Our public sphere is far from perfect, and remains colonial in many ways. But when there are lies in the public discourse in South Africa these are ventilated in public, sharply and pitilessly. With all our problems we can disagree and we do so often and loudly. Talk radio’s success shows how importantly South Africans value their right to voice their opinions. The right to disagree is not rubbished and it is not only the views of the political elite or administration that are allowed to stand.
We are all aware of the many failures to hold to the promises of 1994 but one of the things that we can be proud of, and which we should hold dear, is the free speech that we have and which we enjoy as a result of our imperfect democracy. In South Africa you can support the cause of the Palestinian people and rail against the genocidal Israeli government and IDF without being labelled anti-Semitic. Jewish and Muslim people can walk together and demand justice for Palestine. Zionists and their supporters can also express their views freely, even when making the most ludicrous statements such as when James Myburgh claimed that “South Africa resurrected Hitlerism at The Hague”.
Not so in the land of the free. In the US, the self-proclaimed home of democratic values, students and university staff, many of whom are Jewish, are being painted as anti-Semitic, silenced, repressed for opposing the support given to Israel by their political elites. Despite all this many American students and academics have stood up for principle with great courage and many have paid a price for this.
The mobilisation by young people on campuses across the US has brought into sharp relief just how out of touch the Biden administration is with its base. The thousands of young people who have been calling for a ceasefire and an end to the genocide in Gaza have created a crisis of credibility for Biden and the wider liberal establishment.
As South Africans we should be proud that on this issue, and despite immense pressure and threats to our sovereignty, our government has led the way and shown what a principled stand against racism, colonialism and genocide looks like.
Our society and our government has done so much better on this issue than the US, or countries such as the United Kingdom and Germany because, despite all our many flaws, we understand colonialism when we see it. We understand that you cannot simply assume that the coloniser is always ethical, rational and honest while the colonised is, to put it bluntly, a barbarian.

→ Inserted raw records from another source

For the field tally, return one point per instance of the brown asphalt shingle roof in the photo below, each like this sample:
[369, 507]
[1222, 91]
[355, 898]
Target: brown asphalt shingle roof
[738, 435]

The brave young people who are challenging the superiority complex of white liberal arrogance in the US and the wider West are teaching those liberal elites that they also need to begin to understand colonialism. Like the generations before them who refused to accept Western support for apartheid or the war against Vietnam, they are refusing the old script that divides the world into the civilised and the barbarous, and showing that sometimes those who see themselves as civilised are the ones doing most of the lying and killing.
Nontobeko Hlela is a research fellow with the Institute for Pan African Thought & Conversation and a PhD candidate in the Department of Politics and International Relations at the University of Johannesburg.